Rep. Buck McKeon, the ranking member of the House Armed Services Committee and a candidate for the chairmanship come January, doesn’t think Congress should pass repeal of Don’t Ask, Don’t Tell during the lame duck session.
“I think that’s unwise,” McKeon said Wednesday in an interview with Reuters, noting that the Pentagon’s review of how best to repeal the policy will not be released until early December.
“Now, I really would like to see that [study] before any effort is made to push this thing through. I think that something as disruptive as that could potentially be in the military, and figuring all of these people that have lost their elections that would be making that kind of a decision, I just think that’s not a wise (move),” he said. “Because I think the only reason they’re trying to do it is political. And I don’t think the military should be used as a political football.”
The House has already passed DADT repeal as part of the Defense Authorization bill, which stalled in the Senate in September. So McKeon doesn’t have a say in whether repeal will pass in the lame duck.
He did, however, say in a statement this week that the authorization bill should be stripped of “the current majority’s social agenda items,” which presumably include both DADT repeal and the DREAM Act.
President Obama has said he’s committed to repealing DADT during the lame duck session, and said it will be especially plausible to do so after the Pentagon review comes down Dec. 1.

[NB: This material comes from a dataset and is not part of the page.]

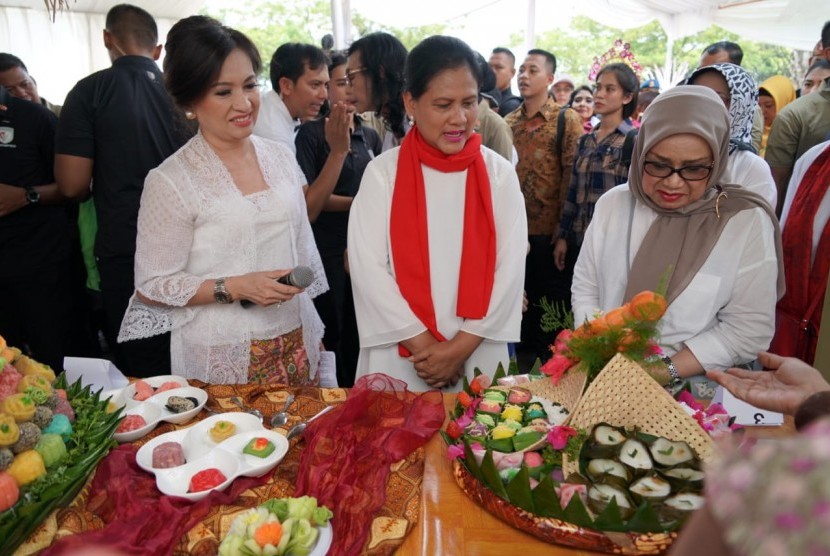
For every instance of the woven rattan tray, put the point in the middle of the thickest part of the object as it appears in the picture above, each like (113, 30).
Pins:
(623, 394)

That leaves little time before the Christmas recess and the new Congress, however. Obama today outlined some of the priorities during the lame duck session, including extending the Bush tax cuts for the middle class, extending unemployment insurance, passing small business hiring incentives and ratifying the START treaty. He did not mention the Defense Authorization bill — which funds the military — or DADT repeal.
Senate Majority Leader Harry Reid said yesterday that passing repeal “might be something we could work out” in lame-duck.